21 DECEMBER 1974, Page 4

Postal charges

Sir: Mr Tom Jackson, the Postal Workers' Union secretary, used a curious argument on radio the other day in defence of the forthcoming increased postal charges — those on the Continent are higher! This can only mean that when prices here are as high as they are there, everything will be all right. The postal workers' pay claims, along with the never-ending ones of other unions, will soon bring about this 'desirable' result, and, of course, this will mean more pay claims because of the rising prices caused by these wage increases, and so the whole dreary process will continue. It is useless to say that inflation is caused by high import prices. This is true regarding imported inflation, but increased wages can do nothing to offset this. If unaccompanied by increased productivity they simply add internal inflation to the imported variety.

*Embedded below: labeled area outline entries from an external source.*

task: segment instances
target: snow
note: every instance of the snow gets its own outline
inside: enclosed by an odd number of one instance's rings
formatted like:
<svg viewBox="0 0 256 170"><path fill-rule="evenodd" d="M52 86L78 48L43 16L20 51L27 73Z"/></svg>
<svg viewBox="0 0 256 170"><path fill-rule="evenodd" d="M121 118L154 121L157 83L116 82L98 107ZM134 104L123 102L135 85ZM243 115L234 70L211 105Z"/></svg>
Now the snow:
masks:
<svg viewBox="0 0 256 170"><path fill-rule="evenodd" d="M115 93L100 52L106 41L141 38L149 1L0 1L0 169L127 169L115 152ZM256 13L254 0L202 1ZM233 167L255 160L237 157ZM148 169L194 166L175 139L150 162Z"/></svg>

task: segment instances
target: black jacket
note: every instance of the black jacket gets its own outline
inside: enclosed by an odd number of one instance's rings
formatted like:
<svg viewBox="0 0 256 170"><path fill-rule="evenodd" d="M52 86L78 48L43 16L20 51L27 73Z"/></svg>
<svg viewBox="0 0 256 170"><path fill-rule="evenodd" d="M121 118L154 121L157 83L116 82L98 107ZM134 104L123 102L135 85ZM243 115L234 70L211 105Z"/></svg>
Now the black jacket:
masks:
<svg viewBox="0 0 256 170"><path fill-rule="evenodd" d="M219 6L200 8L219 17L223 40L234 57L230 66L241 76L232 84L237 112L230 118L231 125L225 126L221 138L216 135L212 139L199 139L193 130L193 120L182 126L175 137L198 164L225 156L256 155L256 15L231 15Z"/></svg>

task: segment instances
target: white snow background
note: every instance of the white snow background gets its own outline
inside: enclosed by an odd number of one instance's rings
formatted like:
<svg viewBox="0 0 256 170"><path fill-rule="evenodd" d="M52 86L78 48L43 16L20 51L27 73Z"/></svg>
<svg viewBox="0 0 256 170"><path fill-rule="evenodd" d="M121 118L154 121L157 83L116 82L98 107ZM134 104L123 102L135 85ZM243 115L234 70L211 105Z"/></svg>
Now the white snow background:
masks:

To us older people on fixed incomes, no longer on the wages bandwagon, this daily devaluing of our money is demoralising. There is nothing we can do about it except to wait as patiently as we can until the inflation balloon bursts. as it will eventually in the absence of either voluntary or statutory wage restraint. Large-scale unemployment will do the trick, and what sympathy can unemployed unionists expect for the unemployment that they will have themselves caused? They will have priced themselves out of their jobs, and that seems like poetic justice to me.

William Slater I Caxton Road, Fallowfield, Manchester.